Only a handful (about one in 200) of the more than 11,000 retrievers that run in registered field trials during the year are good enough to compete for this title. Those that do, represent an average investment for their owners of $20,000 and four years of intensive training. One owner has raised 400-odd puppies in six years and qualified exactly one. John Olin, whose King Buck won the National twice, has sunk about $750,000 in his dogs. Plainly, then, retriever trials are for rich men and professional trainers. But if this is so, what are a jobless amateur like James Leslie Lawrence Casey and his black Labrador, Cougar's Rocket, doing at the National? The answer is: scaring the pros and millionaires right out of their hunting boots.
Until 10 years ago the man everyone calls just Casey would have had trouble telling a retriever from a pointer. A 60-year-old, 140-pound Bantam rooster of a man who looks as though he might break into a soft-shoe dance at the drop of a straw skimmer, Casey has an Irish face lit by bright blue eyes and crinkled with laugh marks.

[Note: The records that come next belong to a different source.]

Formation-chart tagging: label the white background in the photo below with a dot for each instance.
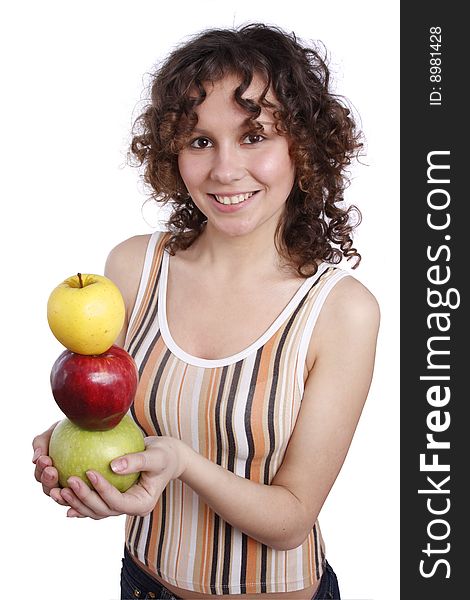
(72, 77)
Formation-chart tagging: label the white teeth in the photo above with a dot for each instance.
(233, 199)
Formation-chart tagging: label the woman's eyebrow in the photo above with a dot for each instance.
(242, 126)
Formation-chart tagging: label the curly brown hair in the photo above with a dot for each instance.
(322, 133)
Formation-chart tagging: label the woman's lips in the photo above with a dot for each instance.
(237, 205)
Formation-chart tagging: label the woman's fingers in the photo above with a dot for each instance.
(41, 443)
(85, 501)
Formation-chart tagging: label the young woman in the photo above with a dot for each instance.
(255, 350)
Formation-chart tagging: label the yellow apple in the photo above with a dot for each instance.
(86, 313)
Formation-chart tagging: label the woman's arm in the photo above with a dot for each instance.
(279, 515)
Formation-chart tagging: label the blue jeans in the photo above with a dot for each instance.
(135, 583)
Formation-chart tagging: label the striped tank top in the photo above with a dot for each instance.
(238, 412)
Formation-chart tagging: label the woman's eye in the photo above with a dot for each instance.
(253, 138)
(201, 143)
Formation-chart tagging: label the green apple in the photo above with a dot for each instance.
(74, 451)
(86, 313)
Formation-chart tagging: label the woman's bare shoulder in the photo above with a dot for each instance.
(351, 301)
(349, 317)
(124, 266)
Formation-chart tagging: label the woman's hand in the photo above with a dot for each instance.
(44, 472)
(163, 459)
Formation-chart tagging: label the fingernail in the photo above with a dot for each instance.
(119, 465)
(92, 477)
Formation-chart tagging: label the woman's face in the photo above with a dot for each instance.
(238, 179)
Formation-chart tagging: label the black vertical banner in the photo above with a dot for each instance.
(435, 328)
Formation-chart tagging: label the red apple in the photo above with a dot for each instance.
(95, 391)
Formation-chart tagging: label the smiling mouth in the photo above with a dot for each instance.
(234, 199)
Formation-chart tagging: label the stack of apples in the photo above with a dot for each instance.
(93, 381)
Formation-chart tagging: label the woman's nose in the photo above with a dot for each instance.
(227, 165)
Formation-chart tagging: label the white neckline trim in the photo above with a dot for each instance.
(225, 361)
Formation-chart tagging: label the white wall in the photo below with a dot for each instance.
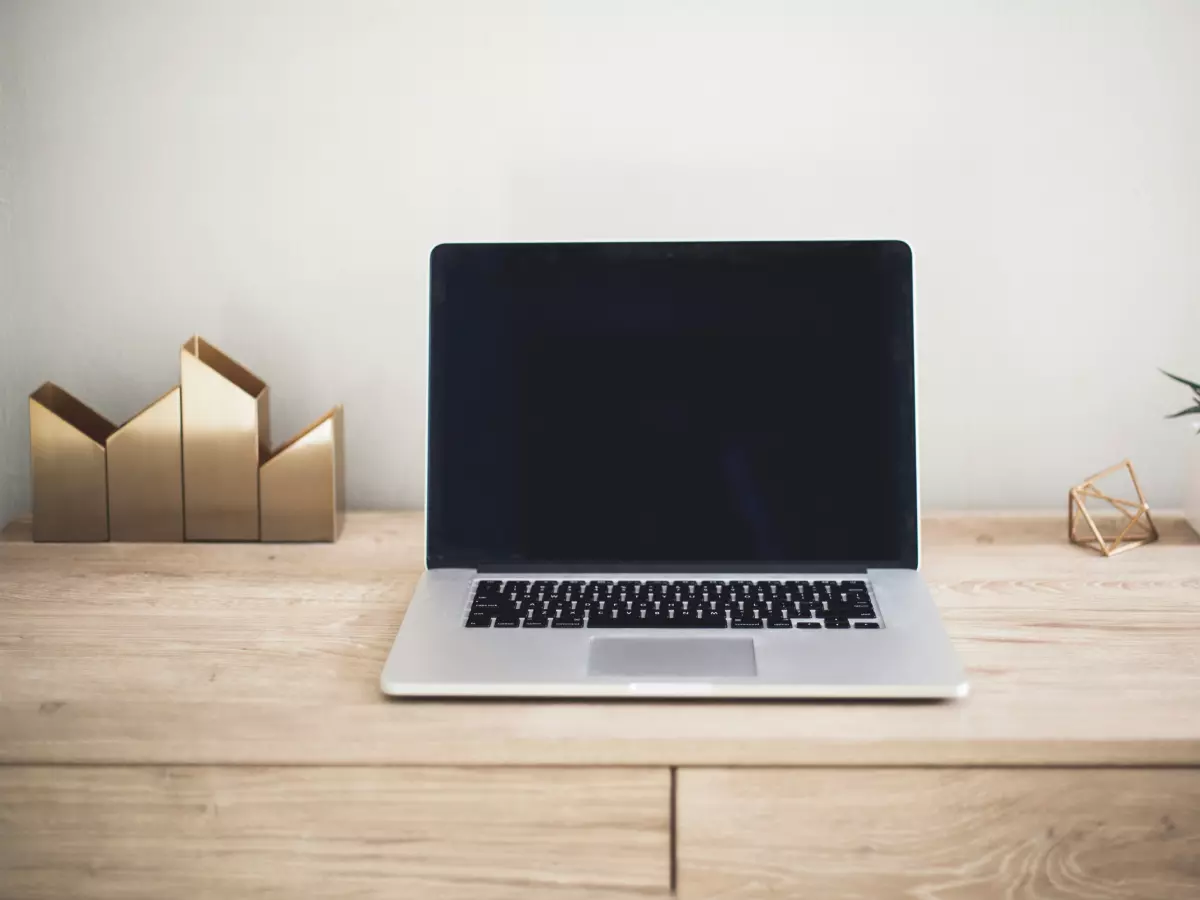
(13, 415)
(273, 174)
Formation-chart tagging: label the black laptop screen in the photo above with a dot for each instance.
(666, 406)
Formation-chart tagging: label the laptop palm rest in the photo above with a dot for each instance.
(672, 658)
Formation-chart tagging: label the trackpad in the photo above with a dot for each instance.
(678, 658)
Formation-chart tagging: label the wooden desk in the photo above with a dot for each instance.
(204, 720)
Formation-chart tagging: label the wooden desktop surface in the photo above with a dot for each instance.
(199, 720)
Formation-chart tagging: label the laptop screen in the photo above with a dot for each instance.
(672, 406)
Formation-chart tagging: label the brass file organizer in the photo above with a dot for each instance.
(1127, 523)
(195, 465)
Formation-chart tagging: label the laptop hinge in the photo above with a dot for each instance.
(675, 568)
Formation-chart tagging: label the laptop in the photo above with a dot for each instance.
(672, 471)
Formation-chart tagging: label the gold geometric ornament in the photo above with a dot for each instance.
(303, 486)
(1107, 523)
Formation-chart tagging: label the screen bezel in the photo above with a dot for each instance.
(442, 556)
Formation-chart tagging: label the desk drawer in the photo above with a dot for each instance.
(940, 834)
(210, 832)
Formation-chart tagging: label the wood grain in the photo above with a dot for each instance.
(271, 654)
(198, 832)
(928, 834)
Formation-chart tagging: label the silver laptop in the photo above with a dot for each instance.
(672, 471)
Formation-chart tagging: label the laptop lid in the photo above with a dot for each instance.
(701, 406)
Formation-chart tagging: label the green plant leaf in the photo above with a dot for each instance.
(1193, 385)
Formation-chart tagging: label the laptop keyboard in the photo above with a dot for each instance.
(673, 604)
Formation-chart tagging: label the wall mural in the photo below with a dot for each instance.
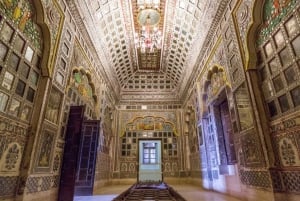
(11, 157)
(126, 117)
(81, 81)
(150, 123)
(274, 12)
(54, 105)
(45, 153)
(21, 12)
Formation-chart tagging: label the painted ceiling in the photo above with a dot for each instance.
(162, 74)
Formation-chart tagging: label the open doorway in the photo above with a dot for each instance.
(150, 161)
(80, 152)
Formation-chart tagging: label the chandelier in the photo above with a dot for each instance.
(149, 38)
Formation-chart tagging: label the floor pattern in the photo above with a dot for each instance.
(189, 192)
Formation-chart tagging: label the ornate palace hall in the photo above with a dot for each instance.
(199, 99)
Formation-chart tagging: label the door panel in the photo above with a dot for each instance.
(87, 158)
(150, 160)
(228, 133)
(72, 140)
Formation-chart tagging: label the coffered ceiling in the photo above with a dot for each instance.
(163, 73)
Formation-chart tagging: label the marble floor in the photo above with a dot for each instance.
(189, 192)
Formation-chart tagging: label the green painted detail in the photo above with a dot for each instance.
(20, 12)
(83, 85)
(77, 77)
(274, 12)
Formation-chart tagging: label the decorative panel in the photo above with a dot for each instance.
(256, 178)
(274, 12)
(45, 152)
(21, 13)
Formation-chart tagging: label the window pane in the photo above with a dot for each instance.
(284, 104)
(13, 61)
(34, 77)
(65, 49)
(3, 101)
(296, 46)
(14, 107)
(268, 49)
(272, 108)
(274, 66)
(30, 94)
(285, 56)
(59, 78)
(278, 84)
(20, 88)
(25, 112)
(296, 96)
(24, 71)
(63, 63)
(8, 80)
(19, 44)
(7, 32)
(290, 75)
(291, 26)
(279, 39)
(29, 54)
(263, 73)
(36, 61)
(3, 51)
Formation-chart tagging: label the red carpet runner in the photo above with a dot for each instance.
(150, 191)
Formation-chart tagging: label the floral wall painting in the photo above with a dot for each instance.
(11, 159)
(274, 11)
(54, 104)
(21, 13)
(81, 81)
(150, 123)
(45, 151)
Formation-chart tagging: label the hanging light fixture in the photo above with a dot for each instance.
(149, 37)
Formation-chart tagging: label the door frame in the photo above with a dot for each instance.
(160, 158)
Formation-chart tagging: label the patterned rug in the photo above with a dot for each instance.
(149, 191)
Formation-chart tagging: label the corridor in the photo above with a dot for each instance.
(189, 192)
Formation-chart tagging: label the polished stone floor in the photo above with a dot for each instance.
(189, 192)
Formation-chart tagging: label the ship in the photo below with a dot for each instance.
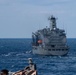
(50, 40)
(28, 70)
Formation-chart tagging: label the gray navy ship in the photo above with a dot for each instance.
(50, 41)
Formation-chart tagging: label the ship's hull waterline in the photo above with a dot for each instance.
(42, 51)
(50, 41)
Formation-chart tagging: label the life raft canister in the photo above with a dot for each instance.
(39, 41)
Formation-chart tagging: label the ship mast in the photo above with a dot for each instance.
(52, 23)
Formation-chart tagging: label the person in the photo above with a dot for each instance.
(4, 72)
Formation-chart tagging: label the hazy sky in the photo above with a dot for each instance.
(19, 18)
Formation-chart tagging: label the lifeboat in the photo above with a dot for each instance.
(40, 41)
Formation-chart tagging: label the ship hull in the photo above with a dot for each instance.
(41, 51)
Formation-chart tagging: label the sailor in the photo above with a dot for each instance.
(32, 66)
(4, 72)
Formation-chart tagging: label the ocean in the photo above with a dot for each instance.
(14, 54)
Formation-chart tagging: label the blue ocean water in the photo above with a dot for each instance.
(15, 52)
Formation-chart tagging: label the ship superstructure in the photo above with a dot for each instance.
(50, 41)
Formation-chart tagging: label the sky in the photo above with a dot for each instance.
(19, 18)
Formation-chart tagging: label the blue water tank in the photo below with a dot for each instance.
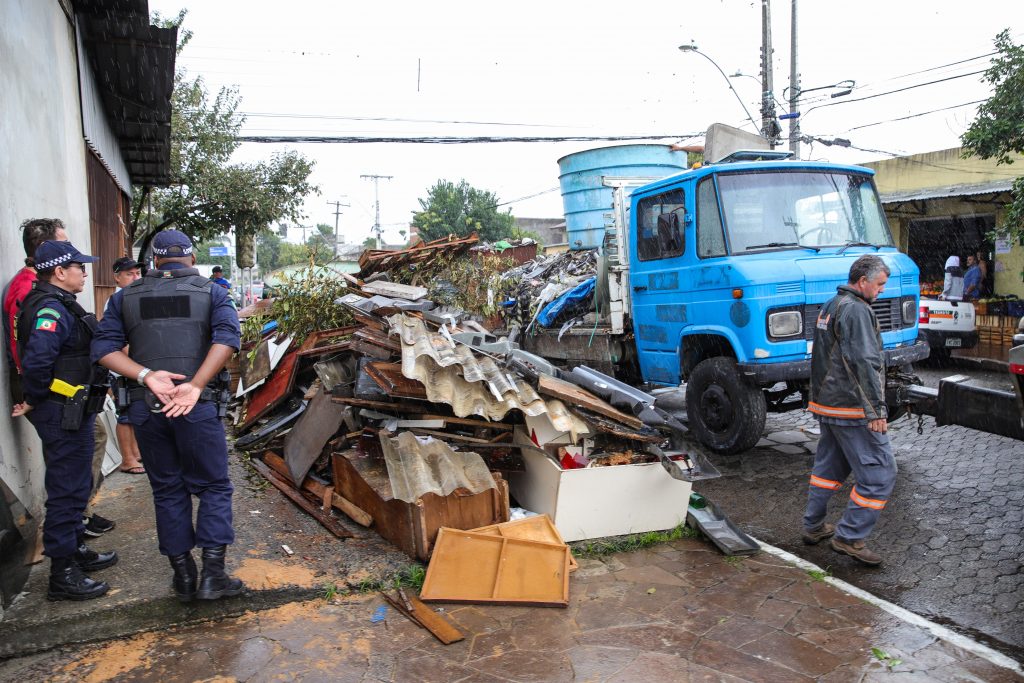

His thinning hair is slicked back from a part that is almost dead center, and his bow tie and tweeds are straight from the Roaring Twenties.
"My legs were starting to give me trouble hunting," says Casey of his entry into the retriever game. "Some fellow suggested I get a Labrador to do the leg-work for me. So I paid $50 hard cash for this black dog, and would you believe it, he was going deaf and blind, but they took my money without saying a word."
Casey's investment was not a total loss. He bred the ailing animal (despite his infirmities, the animal's ancestry was impeccable—his father, Black Panther, won more field trial points than any other retriever in history) and got himself a healthy pup for the stud fee. He then bought a book for $5.95 and began to train the pup. Obviously nobody could train a champion retriever from a book, but Casey didn't know that. So, in the tiny backyard of his frame bungalow in Palo Alto, Calif., surrounded by apartment houses and city sounds, Casey, with book in hand and optimism in his heart, went to work.
"But it wasn't like work," Casey recalls, "because the dog and I both loved every minute of it. People used to say I trained by moonlight, headlight and flashlight, and I guess that's true. I finally got up enough courage to enter that pup in a derby [puppy] trial when he was 10 months old. I took along the book and kept reading the part that said, 'Relax on the line.' The dog did, but I was shaking all over. There were 32 entries in that trial, and when we came in fourth I felt like we had won the whole thing.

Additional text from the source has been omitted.